During the day, I got this sudden urge to workout. I already had a fresh jar of peanut butter handy, so I decided I might as well begin.

I took some pictures, forgetting a few crucial poses. I didn’t weigh myself. I didn’t measure anything. I just went for it.

It would have been nice to look back and see how much weight I actually gained, but really weight doesn’t matter. It’s all about proportions.

June 26 – Doubt

I only made it to the second day before I considered giving up. I struggled with the stickiness. I didn’t know how to get the peanut butter down.

It didn’t help that during those first few days, I underestimated how much peanut butter I needed to eat during the day to finish by the evening. This meant I had to stay up late trying to down spoon after spoon of peanut butter. Not a nice way to end the day.

July 5 – Struggle

Try eating a jar of peanut butter in one hour. The sickening distaste and bloat from the peanut butter is similar to what I felt through most of this experiment, day in and day out.

Until the second week, that’s when the difficulty peaked. The first time I wanted to quit, on June 26, it was because I was worried I wouldn’t be able to finish the experiment. This time, I was just worried I wouldn’t be able to last another day.

I got sick, of the taste, of the salt, of the stickiness. My body couldn’t handle it anymore. There was no way I could finish my jar for the day. My stomach couldn’t keep it down. And I was shot mentally too.

I quit for the day, almost for the month.

July 7 – Epiphany

I struggled until I realized that one of the reasons I was having so much extra trouble was because I was transferring the peanut butter from jar to jar. I didn’t want to lug around a full jar each day, so I would scoop half a full jar into an empty jar and carry that around.

Transferring the peanut butter, though, changed its consistency. Right out of the jar, it stayed fairly solid. After a transfer, the peanut butter turned extra sticky. That extra stickiness made it extra hard to get down, which affected my taste buds and then my stomach and then my whole outlook on the experiment.

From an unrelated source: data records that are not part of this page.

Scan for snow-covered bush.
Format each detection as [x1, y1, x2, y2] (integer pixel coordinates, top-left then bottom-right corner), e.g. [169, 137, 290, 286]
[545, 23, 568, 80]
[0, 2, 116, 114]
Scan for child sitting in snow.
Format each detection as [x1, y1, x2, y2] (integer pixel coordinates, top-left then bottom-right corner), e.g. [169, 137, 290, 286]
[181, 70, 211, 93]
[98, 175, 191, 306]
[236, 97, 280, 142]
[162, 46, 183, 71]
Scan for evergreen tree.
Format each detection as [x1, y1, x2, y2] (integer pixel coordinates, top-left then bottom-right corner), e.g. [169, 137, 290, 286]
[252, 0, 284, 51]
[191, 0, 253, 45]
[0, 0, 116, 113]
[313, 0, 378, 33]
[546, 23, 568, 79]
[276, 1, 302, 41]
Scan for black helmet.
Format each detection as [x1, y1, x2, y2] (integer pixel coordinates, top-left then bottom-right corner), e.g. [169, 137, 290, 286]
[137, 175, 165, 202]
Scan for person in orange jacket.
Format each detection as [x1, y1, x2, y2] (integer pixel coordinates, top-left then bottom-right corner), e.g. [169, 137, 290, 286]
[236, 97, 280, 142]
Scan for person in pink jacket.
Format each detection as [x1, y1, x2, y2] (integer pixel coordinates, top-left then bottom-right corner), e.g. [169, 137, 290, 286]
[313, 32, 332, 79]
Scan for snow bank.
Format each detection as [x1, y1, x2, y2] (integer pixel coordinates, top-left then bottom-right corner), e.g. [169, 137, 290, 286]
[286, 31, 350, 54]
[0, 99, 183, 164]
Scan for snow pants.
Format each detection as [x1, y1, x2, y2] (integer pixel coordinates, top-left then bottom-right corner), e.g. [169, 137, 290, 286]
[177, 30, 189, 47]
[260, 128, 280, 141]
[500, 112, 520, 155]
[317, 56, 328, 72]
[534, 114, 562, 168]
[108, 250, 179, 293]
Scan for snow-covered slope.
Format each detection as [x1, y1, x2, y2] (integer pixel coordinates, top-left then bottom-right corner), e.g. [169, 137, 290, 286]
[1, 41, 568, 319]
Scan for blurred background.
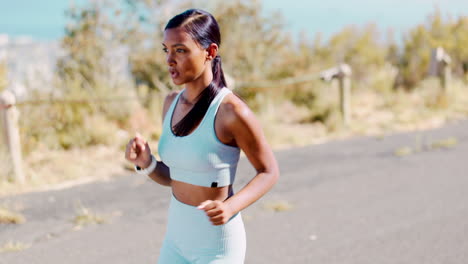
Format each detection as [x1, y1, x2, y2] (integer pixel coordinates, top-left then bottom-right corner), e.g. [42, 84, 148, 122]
[0, 0, 467, 194]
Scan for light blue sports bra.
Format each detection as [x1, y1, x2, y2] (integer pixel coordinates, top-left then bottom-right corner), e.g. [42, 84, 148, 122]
[158, 87, 241, 188]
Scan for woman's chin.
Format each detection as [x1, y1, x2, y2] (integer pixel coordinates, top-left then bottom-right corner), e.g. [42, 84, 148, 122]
[171, 78, 184, 86]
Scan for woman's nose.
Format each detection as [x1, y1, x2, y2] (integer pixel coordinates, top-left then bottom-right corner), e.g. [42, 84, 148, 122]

Once I fixed that one problem, the jars became more manageable.

July 19 – Churn

There comes a point with any difficult experiment, any endurance challenge, where you’ve worked out all the kinks you’re going to work out. You’ve become as efficient as you’re going to get. It’s just a matter of putting your head down and kicking it out.

That’s where I was July 19. I’d found the rhythm. I knew how many scoops of peanut butter I needed to eat during the day in order to finish by the evening. I knew how to drink enough water along with it so I wouldn’t make up in the middle of the night feeling dehydrated.

It’s a good place to be. But it’s still hard, like the end of any marathon.

July 25 – Finish

I cheated slightly at the end. I had an off day scheduled for Sunday, but since I’d missed a day in the middle of one of the weeks, I didn’t really deserve the off day. I took it anyway, but I stretched it out.

Over the last three days, I just finished off my last two jars of peanut butter. Really, by the time I got to only three jars left, my usual allotment for a week, I pretty much just figured I’d quit when I finished those three jars.

Turns out, it ended on the last day anyway, exactly 31 days after I started.

All I can say is, if you’re going to try this, psych up for that second or third day and get ready to hit a wall two weeks in. Unless you’re a die-hard purest, there’s nothing wrong with taking a break for a day. Just don’t take two in a row. It’s way too hard to recover after that.

Otherwise, enjoy your peanut butter.